Raymond James (Strong Buy)
Airbus’ 2Q figures were materially better-than expected, with a margin-driven beat, relatively good cash flow and charges that were broadly in-line with consensus. Guidance was unchanged excluding M&A (with M&A implying a ~6% cut for FY 2016), although consensus appears to have reflected this already, so we expect it to be largely unmoved today. In all, we view the underlying performance as supportive of the thesis behind our Strong Buy rating. Airbus Group shares were up +5% at 11:00am UK time (vs. the CAC 40 index up +1.42%).
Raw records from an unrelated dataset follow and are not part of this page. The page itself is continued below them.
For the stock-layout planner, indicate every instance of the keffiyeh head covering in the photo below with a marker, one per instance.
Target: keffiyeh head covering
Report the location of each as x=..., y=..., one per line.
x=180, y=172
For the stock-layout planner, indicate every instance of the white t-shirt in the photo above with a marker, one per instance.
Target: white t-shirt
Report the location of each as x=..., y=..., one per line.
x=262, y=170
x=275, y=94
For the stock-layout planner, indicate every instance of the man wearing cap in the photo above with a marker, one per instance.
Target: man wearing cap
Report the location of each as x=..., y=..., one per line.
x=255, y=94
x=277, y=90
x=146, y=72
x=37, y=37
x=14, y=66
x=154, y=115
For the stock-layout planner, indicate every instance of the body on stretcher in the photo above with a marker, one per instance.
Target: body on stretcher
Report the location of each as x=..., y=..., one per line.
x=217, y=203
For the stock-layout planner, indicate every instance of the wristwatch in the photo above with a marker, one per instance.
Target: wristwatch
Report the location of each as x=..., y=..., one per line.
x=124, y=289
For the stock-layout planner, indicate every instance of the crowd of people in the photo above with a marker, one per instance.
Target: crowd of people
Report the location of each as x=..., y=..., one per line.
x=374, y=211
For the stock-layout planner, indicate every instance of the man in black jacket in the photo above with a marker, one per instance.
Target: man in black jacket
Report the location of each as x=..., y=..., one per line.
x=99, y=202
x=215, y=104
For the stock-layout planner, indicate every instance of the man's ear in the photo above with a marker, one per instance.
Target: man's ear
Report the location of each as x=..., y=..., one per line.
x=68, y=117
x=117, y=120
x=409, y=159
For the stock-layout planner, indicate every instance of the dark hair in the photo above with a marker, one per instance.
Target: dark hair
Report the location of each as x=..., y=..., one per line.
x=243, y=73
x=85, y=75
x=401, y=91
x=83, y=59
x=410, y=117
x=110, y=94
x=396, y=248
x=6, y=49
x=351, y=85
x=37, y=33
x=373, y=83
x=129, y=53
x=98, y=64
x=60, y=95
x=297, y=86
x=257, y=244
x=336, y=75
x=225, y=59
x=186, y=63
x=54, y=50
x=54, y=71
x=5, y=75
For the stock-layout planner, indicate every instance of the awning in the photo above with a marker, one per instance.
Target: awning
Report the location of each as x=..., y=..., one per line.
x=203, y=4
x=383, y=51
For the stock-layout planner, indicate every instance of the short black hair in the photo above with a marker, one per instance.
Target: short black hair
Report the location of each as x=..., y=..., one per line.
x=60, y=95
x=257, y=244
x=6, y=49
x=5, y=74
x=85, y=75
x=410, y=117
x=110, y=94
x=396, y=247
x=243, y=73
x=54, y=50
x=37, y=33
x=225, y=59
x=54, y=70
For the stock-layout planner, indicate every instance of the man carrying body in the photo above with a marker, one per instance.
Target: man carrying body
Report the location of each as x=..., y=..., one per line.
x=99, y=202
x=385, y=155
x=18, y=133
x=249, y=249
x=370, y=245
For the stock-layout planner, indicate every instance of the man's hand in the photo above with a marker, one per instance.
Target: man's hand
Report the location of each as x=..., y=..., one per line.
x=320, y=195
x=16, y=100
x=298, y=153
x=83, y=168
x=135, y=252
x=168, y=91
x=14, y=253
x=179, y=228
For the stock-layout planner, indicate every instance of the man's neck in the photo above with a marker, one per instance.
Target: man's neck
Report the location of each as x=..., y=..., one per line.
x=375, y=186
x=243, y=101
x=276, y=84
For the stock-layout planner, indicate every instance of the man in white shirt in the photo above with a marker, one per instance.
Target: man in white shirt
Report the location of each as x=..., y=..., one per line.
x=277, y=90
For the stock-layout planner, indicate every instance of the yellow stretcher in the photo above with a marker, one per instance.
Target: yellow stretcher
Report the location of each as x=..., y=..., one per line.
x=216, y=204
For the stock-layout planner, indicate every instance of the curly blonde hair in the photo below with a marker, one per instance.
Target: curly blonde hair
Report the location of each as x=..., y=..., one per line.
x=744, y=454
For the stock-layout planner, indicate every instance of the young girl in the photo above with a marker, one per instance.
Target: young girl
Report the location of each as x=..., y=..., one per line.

We found that the tone of the call and management’s confidence level had both incrementally improved since 1Q. Mr. Tom Enders, the CEO, noted that Airbus has >400 orders as of now, and that it sees a book-to-bill of at least 1x for 2016 as being “[A]bsolutely do-able”. The transition to the A320neo is seen as making good progress now, with Pratt & Whitney having delivered the first, “Golden Engine” that has normal start-up times, and the first LEAP-engined A320neo being delivered last week, such that >20 A320neos that await engines should be delivered. On the A350, whilst bottlenecks still exist with suppliers of cabin interiors and progress in lowering recurring costs has been slower than expected, once cabin products are delivered, the assembly and delivery process is “[E]xtremely smooth and rapid”, and Airbus re-iterated its prior projections for at least 50 deliveries in 2016 (it delivered 12 in 1H 2016 and 3 so far in July) and for a breakeven by the end of the decade. On cancellations and deferral activity, Mr. Enders noted that there was “[N]othing abnormal here”. On the A380 production rate cut to a delivery total of 12 in 2018, he saw any losses as being marginal, and he commented that Airbus would be working hard to get the rate back up again “[I]n a couple of years”. On the customer financing side, Airbus expects that the suspension of Export Credit Agency (“ECA”) financing should be lifted in 4Q 2016, but so far in 2016, it has only financed 1% of its deliveries, compared to the 6% that the ECAs financed in 2015, thus showing the liquidity and attractive rates available in the commercial financing market.